Some of RFC 3339’s own problems are worth mentioning.

  • _ can be used instead of T. Although _ makes date-times more readable, it makes equivalent date-times non-unique.
  • -00:00 considered a valid offset. (As is Z. Fortunately, in contrast to ISO 8601, ±00:00 is not).

Lexicographical sorting

To sort date-times of the same UTC offset chronologically, you can sort their RFC 3339 timestamps lexicographically. This obviously breaks if the offsets differ. If you need both lexicographical sorting and the original offsets, see the next section.

Note

Even timestamps that share their YYYY-MM-DD and hh🇲🇲ss don’t sort well lexicographically:

assert "+01:00" < "-01:00"  # (recall: subtract offset to get the UTC instant)
assert "-02:00" < "-01:00"  #
assert "+02:00" < "+01:00"  # error – inverted
assert "+01:00" < "Z"       #
assert "Z"      < "-01:00"  # error

Affixing timezone names

RFC 9557, which updates RFC 3339, defines (among others) notation for attaching a timezone name to a date-time:

2024-12-16T14:30:55-08:00[America/Los_Angeles]
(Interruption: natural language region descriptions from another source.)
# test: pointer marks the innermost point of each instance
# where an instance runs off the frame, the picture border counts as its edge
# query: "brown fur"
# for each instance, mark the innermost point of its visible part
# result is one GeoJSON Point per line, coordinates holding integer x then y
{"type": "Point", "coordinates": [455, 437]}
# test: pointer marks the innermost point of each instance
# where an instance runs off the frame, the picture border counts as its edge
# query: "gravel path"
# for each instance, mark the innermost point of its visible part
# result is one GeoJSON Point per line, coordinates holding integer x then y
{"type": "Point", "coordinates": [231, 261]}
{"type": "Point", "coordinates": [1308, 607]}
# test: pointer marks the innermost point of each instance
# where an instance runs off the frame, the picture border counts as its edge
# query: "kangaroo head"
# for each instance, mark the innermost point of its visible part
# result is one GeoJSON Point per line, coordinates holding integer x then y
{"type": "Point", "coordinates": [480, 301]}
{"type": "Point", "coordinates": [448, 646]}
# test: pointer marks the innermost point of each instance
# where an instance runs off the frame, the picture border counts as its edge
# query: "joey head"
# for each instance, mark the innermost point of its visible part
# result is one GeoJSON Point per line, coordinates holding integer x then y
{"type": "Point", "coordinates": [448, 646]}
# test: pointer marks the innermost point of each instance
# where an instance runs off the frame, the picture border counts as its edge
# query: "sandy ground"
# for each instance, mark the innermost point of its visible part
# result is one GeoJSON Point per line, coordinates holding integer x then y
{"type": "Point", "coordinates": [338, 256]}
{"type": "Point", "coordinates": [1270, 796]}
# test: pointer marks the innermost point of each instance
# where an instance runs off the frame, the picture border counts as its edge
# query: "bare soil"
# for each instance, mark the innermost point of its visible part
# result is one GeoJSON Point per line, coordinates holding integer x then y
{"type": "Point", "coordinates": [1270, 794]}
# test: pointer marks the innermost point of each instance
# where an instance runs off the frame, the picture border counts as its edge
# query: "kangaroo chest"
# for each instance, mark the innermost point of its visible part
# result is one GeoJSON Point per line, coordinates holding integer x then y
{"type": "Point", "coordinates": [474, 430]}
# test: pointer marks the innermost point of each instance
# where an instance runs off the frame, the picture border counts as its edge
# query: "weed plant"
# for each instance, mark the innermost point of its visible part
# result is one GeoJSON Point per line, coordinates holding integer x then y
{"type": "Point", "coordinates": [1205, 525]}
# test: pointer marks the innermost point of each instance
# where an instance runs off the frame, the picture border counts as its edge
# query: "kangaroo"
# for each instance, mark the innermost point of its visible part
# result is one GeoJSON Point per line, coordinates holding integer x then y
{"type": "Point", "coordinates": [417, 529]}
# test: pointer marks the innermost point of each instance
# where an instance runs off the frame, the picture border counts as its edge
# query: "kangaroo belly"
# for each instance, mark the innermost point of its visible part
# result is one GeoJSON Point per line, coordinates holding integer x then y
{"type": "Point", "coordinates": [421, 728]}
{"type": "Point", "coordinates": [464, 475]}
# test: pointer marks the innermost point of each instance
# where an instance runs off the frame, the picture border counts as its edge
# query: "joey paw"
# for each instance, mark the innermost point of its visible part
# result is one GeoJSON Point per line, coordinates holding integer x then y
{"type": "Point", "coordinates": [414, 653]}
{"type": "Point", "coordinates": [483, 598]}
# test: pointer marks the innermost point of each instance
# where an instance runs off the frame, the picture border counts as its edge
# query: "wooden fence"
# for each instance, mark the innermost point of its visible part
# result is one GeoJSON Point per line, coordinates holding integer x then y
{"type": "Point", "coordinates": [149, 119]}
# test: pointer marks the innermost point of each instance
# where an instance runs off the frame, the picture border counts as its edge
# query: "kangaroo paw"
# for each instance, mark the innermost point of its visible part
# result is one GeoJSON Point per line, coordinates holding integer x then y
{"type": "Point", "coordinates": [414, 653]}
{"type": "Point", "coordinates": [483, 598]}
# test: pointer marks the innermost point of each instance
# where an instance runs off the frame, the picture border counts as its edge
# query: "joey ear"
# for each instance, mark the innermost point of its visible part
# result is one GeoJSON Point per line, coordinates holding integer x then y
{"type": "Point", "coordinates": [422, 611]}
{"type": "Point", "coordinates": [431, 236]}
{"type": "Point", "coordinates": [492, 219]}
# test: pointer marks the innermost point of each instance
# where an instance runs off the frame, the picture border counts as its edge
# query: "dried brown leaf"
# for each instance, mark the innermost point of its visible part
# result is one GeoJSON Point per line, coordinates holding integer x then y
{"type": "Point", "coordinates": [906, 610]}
The UTC offset is still required, even with the zone name. The square brackets can contain an IANA zone name, but zone names like Etc/GMT-8 are discouraged (except Etc/UTC). You can also us offset; e.g. [-08:00].

Note

You cannot use both; [-08:00][America/Los_Angeles] is invalid. You could use a custom “experimental” key prefixed with _; e.g. [-08:00][_tz=America/Los_Angeles]. However, this requires agreement and would probably lead to confusion.

Note

Prefixing !, as in [!America/Los_Angeles], marks the zone/offset critical. However, many implementations will either ignore the marker or fail to parse the string.

Forcing natural lexicographical sorting

You can force natural lexicographical sorting while retaining the local offset or zone, either of these formats:

2024-12-16T14:30:55Z[America/Los_Angeles]
2024-12-16T14:30:55Z[-08:00]
Note

These strings are considered inconsistent, and the prefix ! forces implementations to treat them as erroneous:

2024-12-16T14:30:55+00:00[!-08:00]
2024-12-16T14:30:55+00:00[!America/Los_Angeles]

However, 2024-12-16T14:30:55Z[!-08:00] is not inconsistent. Quoting from RFC 9557:

[…] the IXDTF string:

2022-07-08T00:14:07Z[Europe/Paris]

does not exhibit such an inconsistency, [because] Z does not imply a specific preferred time zone […]

However, 2024-12-16T14:30:55+00:00[!-08:00] is inconsistent because RFC 3339 assigns Z and +00:00 slightly different meanings. (Avoid -00:00.)